A quel moment l’Europe a-t-elle pris conscience de l’importance d’avoir un accès souverain à l’espace ?

La nécessité d’un accès libre à l’espace a été mesurée dans les années soixante par l’Europe lorsqu’elle a voulu lancer ses premiers satellites de communication, Symphonie. Seuls les acteurs soviétiques et américains avaient à l’époque des fusées assez puissantes pour emmener des satellites aussi lourds aussi haut. Mais les Soviétiques exigeaient d’avoir la main sur l’intégration du satellite, ce que nous avons refusé afin de protéger nos secrets de fabrication. Nous étions en pleine Guerre froide. Les Américains, eux, ont accepté mais ont imposé que nos satellites ne puissent être exploités commercialement pour protéger leurs champions nationaux. Cela a déclenché une prise de conscience en Europe et le lancement du programme Ariane.

Si le vol d’Ariane 6 est un succès, les problèmes de l’Europe spatiale sont-ils réglés ?

L’Europe spatiale ne se limite pas aux lanceurs. Ces derniers sont une brique essentielle, mais une brique seulement.
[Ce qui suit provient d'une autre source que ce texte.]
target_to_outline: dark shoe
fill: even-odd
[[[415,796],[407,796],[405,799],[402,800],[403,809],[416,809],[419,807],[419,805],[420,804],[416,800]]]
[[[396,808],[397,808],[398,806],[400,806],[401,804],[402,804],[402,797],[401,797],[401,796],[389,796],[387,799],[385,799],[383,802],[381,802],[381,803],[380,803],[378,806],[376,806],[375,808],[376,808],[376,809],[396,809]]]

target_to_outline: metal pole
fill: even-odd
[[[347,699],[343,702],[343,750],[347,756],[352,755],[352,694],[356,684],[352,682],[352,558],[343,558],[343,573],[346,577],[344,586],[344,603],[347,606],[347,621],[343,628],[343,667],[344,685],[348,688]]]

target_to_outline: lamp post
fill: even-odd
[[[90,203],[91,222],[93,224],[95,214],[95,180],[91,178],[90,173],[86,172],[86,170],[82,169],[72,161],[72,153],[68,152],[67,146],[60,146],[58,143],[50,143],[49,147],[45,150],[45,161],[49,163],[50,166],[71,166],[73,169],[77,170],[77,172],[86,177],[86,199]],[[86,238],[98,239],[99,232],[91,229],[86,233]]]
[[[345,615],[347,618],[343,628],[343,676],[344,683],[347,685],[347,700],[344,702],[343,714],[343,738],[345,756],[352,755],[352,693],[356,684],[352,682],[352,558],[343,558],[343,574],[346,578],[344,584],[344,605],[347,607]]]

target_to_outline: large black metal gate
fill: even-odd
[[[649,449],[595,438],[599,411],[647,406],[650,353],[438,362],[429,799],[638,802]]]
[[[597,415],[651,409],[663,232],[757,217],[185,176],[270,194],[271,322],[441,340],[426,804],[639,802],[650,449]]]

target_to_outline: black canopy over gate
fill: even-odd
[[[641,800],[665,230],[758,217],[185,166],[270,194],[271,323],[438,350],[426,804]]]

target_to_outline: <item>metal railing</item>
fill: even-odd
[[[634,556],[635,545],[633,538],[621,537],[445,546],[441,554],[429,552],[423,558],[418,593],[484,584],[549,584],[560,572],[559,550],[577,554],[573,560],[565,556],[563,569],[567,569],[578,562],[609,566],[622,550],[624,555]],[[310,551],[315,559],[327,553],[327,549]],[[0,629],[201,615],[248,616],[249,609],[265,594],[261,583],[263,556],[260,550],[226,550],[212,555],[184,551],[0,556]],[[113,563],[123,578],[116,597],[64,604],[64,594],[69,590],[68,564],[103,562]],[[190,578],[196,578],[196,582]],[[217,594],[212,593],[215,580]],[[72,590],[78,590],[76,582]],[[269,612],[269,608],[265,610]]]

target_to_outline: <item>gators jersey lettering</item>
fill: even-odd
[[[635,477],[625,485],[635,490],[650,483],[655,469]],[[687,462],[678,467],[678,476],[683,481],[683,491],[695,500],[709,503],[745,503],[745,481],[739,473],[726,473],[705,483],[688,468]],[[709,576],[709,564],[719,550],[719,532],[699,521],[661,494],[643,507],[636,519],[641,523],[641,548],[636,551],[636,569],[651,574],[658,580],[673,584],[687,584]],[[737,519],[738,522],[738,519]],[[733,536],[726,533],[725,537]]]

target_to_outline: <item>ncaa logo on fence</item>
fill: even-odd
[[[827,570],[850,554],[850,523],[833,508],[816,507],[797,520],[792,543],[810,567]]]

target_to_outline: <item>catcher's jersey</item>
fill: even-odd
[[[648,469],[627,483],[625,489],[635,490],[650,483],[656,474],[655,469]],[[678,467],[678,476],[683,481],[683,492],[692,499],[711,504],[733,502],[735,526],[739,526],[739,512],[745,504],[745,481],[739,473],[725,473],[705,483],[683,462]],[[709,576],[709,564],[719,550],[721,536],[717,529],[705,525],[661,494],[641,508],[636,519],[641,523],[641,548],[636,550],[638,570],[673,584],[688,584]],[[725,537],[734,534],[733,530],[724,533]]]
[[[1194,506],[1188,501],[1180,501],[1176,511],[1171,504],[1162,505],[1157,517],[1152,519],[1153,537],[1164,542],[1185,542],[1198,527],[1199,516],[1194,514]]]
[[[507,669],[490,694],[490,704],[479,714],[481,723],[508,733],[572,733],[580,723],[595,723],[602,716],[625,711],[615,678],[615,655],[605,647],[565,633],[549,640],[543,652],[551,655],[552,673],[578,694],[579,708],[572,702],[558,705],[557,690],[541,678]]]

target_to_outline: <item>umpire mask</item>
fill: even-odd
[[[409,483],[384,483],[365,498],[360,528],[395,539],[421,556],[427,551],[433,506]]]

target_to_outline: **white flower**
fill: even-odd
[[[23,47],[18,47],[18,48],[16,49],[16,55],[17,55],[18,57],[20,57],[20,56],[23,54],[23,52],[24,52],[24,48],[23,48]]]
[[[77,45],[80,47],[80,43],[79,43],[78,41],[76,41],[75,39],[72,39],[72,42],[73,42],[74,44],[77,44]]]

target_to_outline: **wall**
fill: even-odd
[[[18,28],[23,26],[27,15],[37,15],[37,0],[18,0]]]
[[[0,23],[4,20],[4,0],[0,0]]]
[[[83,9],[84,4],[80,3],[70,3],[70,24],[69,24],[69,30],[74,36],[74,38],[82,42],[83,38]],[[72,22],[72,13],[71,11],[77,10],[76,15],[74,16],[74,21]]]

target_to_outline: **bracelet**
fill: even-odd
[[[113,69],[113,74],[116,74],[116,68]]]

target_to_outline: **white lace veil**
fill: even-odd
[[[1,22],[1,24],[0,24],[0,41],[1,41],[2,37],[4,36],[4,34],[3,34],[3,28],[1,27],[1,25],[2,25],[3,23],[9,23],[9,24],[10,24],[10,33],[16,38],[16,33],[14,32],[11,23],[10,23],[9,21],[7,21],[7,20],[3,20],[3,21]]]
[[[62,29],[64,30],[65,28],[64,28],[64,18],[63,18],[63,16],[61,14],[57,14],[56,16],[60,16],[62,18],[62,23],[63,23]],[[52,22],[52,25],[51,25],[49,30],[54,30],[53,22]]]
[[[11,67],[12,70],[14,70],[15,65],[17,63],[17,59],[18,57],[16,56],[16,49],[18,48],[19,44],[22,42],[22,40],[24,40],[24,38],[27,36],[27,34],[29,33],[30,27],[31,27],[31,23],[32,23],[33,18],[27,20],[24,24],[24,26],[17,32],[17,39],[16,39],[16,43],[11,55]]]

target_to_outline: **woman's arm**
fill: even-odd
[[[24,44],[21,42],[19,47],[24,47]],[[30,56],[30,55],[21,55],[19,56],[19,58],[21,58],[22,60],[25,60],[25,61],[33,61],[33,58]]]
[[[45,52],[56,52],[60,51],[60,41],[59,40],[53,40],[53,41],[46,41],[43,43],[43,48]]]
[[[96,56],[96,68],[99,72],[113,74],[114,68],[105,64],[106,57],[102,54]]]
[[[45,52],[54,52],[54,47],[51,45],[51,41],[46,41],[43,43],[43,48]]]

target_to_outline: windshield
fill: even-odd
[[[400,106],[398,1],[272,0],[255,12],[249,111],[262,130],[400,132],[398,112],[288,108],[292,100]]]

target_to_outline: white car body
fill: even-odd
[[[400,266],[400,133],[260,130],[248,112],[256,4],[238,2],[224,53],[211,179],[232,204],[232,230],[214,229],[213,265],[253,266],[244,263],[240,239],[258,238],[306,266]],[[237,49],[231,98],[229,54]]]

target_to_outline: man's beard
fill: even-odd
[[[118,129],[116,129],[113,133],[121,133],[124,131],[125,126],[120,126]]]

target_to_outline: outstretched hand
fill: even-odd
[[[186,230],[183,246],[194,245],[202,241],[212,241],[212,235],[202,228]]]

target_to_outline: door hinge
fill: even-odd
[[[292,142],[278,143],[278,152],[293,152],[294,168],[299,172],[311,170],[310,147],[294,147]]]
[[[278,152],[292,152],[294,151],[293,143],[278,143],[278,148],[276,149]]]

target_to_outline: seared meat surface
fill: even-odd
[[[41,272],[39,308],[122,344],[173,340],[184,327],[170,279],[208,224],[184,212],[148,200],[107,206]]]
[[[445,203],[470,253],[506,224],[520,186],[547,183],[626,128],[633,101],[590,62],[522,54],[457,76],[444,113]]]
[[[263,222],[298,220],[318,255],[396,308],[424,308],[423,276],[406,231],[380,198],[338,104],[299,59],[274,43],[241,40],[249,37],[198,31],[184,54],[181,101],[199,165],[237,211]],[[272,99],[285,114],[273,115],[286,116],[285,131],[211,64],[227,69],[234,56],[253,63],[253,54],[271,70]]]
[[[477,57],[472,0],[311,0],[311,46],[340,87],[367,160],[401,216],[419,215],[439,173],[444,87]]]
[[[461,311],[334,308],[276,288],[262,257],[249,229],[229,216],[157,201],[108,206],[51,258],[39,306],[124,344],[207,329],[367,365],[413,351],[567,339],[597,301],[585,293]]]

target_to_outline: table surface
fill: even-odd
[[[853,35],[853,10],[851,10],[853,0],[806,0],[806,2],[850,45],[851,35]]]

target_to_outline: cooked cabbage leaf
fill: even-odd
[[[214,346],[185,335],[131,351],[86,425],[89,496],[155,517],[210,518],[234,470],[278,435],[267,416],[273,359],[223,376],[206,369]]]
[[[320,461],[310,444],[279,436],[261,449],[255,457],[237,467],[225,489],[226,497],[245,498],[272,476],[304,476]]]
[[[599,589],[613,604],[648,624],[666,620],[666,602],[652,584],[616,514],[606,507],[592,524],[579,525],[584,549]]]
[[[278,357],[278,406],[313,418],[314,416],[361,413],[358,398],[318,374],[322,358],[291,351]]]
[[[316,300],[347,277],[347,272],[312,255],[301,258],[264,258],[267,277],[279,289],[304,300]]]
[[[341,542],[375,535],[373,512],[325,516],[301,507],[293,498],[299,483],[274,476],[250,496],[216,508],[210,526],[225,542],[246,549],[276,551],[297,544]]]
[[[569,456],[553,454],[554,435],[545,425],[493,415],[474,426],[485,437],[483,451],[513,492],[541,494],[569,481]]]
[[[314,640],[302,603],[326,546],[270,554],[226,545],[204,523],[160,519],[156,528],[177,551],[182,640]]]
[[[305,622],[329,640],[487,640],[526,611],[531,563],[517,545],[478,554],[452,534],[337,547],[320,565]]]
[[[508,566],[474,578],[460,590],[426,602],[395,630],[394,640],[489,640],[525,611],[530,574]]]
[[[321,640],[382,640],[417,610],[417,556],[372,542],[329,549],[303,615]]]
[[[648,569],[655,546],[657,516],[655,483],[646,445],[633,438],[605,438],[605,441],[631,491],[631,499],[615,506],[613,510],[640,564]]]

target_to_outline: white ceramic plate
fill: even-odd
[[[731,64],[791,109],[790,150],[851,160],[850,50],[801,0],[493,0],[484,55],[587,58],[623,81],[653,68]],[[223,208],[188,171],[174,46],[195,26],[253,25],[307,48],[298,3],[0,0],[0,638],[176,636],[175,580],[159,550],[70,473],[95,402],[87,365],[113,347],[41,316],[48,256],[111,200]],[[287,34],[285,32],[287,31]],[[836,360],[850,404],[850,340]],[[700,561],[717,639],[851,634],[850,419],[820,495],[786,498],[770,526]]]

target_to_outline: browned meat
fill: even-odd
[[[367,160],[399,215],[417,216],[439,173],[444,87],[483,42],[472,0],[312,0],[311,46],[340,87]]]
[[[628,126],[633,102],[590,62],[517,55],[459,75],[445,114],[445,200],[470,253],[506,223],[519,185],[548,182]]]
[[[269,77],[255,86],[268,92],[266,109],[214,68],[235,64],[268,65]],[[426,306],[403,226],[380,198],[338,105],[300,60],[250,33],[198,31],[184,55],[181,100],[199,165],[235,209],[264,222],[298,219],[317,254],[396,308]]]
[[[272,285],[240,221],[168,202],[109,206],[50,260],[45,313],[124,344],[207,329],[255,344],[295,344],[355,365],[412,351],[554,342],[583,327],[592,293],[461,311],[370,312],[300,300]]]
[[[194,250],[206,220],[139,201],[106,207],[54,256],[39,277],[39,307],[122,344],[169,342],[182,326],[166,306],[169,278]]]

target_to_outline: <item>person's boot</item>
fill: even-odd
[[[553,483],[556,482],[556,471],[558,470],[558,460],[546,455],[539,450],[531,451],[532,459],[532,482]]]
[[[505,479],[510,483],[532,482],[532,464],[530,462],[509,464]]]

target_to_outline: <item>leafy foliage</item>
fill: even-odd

Si le vol inaugural de la version à deux boosters d’Ariane 6 se passe bien, il y aura ensuite celui de la version à quatre boosters. Puis une cadence industrielle à atteindre afin de fabriquer dix à onze lanceurs par an. Autant d’étapes qui posent leurs défis propres.

Comment va se situer Ariane 6 vis-à-vis de ses concurrents ?

Il arrive dans un contexte de très forte concurrence, notamment américaine mais pas seulement. La concurrence chinoise est de plus en plus forte. L’Inde émerge également. Et aux Etats-Unis, la concurrence va se multiplier. Pour l’heure, il n’y a que SpaceX mais Blue Origin va arriver avec New Glenn ainsi que les lanceurs du groupe ULA. Il y a de la place pour plusieurs lanceurs, car le monde lance de plus en plus de satellites. Ariane 6 a d’ailleurs près de 30 vols commandés avant même son premier vol. Cela montre qu’il y a de la demande, et qu’Ariane 6 séduit.

Les armées qui n’ont pas de constellations de satellites se verront déclassées

Ce lanceur n’est pas dénué de qualité. Ses coûts de production sont réduits d’environ 40 % comparés à ceux d’Ariane 5. Il pourra être fabriqué et lancé à une fréquence plus élevée que son prédécesseur. Sa polyvalence bien plus grande permettra de lancer aussi bien des satellites géostationnaires commerciaux ou institutionnels (militaires, météo, Galileo…) que des constellations en orbite basse. Une part importante des contrats remportés par Ariane 6 émanent d’ailleurs d’Amazon pour sa constellation Kuiper.

Le fait qu’Ariane 6 ne soit pas réutilisable, comme les fusées du rival SpaceX ne le rend-il pas obsolète ?

Il est vrai que les fusées SpaceX sont impressionnantes. Et le fait qu’elles soient réutilisables est un atout majeur. Mais la galaxie d’Elon Musk est un modèle à part, très verticalisé. Il ne fabrique pas uniquement des fusées, il veut faire de la connectivité et a jugé qu’il fallait passer par l’espace pour cela. Ses entreprises sont donc présentes à tous les niveaux de la filière : de la fabrication de satellites, à celles des lanceurs, en passant par celle des stations au sol, et la commercialisation du service Starlink. Jusqu’à présent, tous ces niveaux étaient attaqués par des acteurs distincts. Musk qui a déjà lancé quelque 6 000 satellites Starlink prévoit d’en lancer 36 000 de plus. Cela impose une cadence soutenue. SpaceX est très pris par ses projets maison. Ce qui laisse de la place sur le marché pour d’autres lanceurs.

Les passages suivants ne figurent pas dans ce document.